Practise it as questions, not as reading
Reading a summary of the complaints process produces recognition, not recall, and the exam tests recall under time pressure. Do this domain as questions from the start, get things wrong early, and review the rule behind each error. It is unglamorous and it is fast, because the content is finite: a few weeks of consistent short sessions will take most candidates from genuinely poor to genuinely reliable in an area worth 16 marks.
Where iatroX fits
iatroX's MRCGP AKT bank covers the organisational and administrative domain alongside the clinical curriculum, with explanations grounded in the relevant guidance rather than in local custom, which is exactly the distinction this domain turns on. Because the content is finite, spaced repetition is well suited to it, and the adaptive engine will keep returning the statutory details you are getting wrong rather than letting them slide. Missed questions can be opened in the Socratic Tutor, which asks you to reason before it explains, and that is often where a candidate discovers they were answering from habit rather than from the rule. Try it with free sample questions at iatroX. For how this domain fits the wider paper, see the AKT 80/10/10 plan, and for what the examiners say candidates get wrong, see the RCGP feedback reports.
Frequently asked questions
How much of the AKT is organisational and administrative? Ten per cent of the paper, roughly 16 of 160 questions, covering certification, regulation, confidentiality, complaints, NHS structure and statutory duties. Evidence-based practice accounts for a further 10 per cent.
Why do candidates do badly on the AKT admin questions? Because they postpone them, and because the content decays.

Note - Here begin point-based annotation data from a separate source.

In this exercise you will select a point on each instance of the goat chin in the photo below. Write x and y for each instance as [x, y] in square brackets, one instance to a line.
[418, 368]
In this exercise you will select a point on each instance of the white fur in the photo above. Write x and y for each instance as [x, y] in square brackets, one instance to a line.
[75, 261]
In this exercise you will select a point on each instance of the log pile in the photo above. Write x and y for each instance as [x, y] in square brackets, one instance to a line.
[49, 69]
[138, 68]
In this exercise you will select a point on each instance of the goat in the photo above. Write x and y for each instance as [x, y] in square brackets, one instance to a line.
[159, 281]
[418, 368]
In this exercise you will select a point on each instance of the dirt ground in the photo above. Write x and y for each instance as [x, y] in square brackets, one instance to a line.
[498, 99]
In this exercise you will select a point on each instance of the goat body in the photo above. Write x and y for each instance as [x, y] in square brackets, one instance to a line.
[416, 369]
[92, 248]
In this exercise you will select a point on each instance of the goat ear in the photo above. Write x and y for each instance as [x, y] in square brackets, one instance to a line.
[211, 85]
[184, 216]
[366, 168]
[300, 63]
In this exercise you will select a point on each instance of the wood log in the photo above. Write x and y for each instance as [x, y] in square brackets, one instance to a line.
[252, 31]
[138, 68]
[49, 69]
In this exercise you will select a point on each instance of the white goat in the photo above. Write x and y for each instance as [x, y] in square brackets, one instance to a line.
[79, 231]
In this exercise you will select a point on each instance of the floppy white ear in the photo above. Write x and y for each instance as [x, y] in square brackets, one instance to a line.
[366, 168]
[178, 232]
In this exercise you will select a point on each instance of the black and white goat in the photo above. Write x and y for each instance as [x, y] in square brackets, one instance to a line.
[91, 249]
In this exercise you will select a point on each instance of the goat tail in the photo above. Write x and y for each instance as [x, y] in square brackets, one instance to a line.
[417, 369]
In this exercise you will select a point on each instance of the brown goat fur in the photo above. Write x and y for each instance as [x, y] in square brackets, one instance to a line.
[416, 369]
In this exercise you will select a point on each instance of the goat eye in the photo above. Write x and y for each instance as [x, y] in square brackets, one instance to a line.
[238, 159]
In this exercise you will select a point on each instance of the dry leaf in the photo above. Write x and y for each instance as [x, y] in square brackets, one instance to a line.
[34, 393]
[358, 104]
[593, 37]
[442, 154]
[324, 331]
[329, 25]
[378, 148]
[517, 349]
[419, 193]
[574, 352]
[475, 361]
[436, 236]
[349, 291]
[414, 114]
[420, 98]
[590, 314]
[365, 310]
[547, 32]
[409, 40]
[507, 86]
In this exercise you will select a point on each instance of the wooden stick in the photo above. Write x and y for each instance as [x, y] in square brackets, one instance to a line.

It is also the domain where candidates answer from local practice habit rather than the national rule, which reliably produces confident wrong answers.
When should I start revising the organisational content? From the beginning, in short frequent sessions rather than one late block. Fifteen to twenty minutes twice a week across a twelve-week preparation is enough, and it will actually still be there on exam day.
Is it worth spending time on 16 marks? Yes, more than almost anything else. The content is finite and masterable, unlike the clinical curriculum, and with the pass mark typically in the low-to-mid sixties, 16 marks routinely decide borderline results.